Since the placement of nodes is entirely up the [] passed in as the parameter, it is possible that the binary tree will have nodes attached to a node with a null value. This may cause problems with searching for values in certain cases. For absolute certainty in the validity of the tree structure, use the BST object.
. . . . .
insert(value)
Replaces a null value in either the left or right property with a new node with passed value. Only one element may be passed at a time. left is evaluated for a null before right.
Returns this for daisy chaining.
BinaryTree;
/*
{
root: {
val: 2,
left: null,
right: null
}
}
*/
BinaryTree.insert(2).insert(3);
/*
{
root: {
val: 2,
left: { val: 2, left: null, right: null },
right: { val: 3, left: null, right: null }
}
}
*/The value is inserted in level-order, meaning that the first node in the level with either a null left or right is replaced with a new TreeNode with the passed value.
. . . . .
remove(value)
Removes the first node with the passed value and returns this for daisy chaining. Will not return null if the given value cannot be found.
BinaryTree;
/*
{
root: {
val: 2,
left: null,
right: null
}
}
*/
BinaryTree.insert(2).insert(3).remove(3);
/*
{
root: {
val: 1,
left: { val: 2, left: null, right: null }
right: null
}
}
*/. . . . .
getNode(value)
Returns the first node with the passed value. Will return null if the node cannot be found.
BinaryTree;
/*
{
root: {
val: 1,
left: { val: 2, left: null, right: null }
right: null
}
}
*/
BinaryTree.getNode(2);
// { val: 2, left: null, right: null }. . . . .
findHeight(node)
Returns a number representing the height of the passed node. Throws an error if the passed node does not have TreeNode as its prototype object.

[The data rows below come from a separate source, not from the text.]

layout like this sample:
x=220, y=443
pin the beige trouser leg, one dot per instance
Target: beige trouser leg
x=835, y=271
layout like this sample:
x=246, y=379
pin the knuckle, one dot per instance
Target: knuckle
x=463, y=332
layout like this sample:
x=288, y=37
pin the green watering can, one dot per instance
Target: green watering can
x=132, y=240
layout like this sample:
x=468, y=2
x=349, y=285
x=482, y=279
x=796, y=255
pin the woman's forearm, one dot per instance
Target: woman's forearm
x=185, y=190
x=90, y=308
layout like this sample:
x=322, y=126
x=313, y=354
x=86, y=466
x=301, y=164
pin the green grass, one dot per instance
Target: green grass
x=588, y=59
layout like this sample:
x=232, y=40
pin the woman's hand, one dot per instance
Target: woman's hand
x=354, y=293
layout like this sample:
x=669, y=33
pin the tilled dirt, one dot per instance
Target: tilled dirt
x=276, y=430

let BinaryTree = new Plus.BinaryTree([10, 20,
30, undefined,
undefined, undefined,
40]);
let node = BinaryTree.getNode(30);
BinaryTree.findHeight(node); // 1. . . . .
findMaxDepth()
Returns a number representing the maximum depth of this.root.
let arr = [1, 2, 3, 4, 5, 6, 7, 8];
let BinaryTree = new Plus.BinaryTree(arr);
BinaryTree.findMaxDepth(); // 4. . . . .
getValuesTraversal(type = 'post')
Returns an [] representing the elements in a certain order traversal. The possible options are in: ['post', 'pre', 'in']. Will not include null values in the return value.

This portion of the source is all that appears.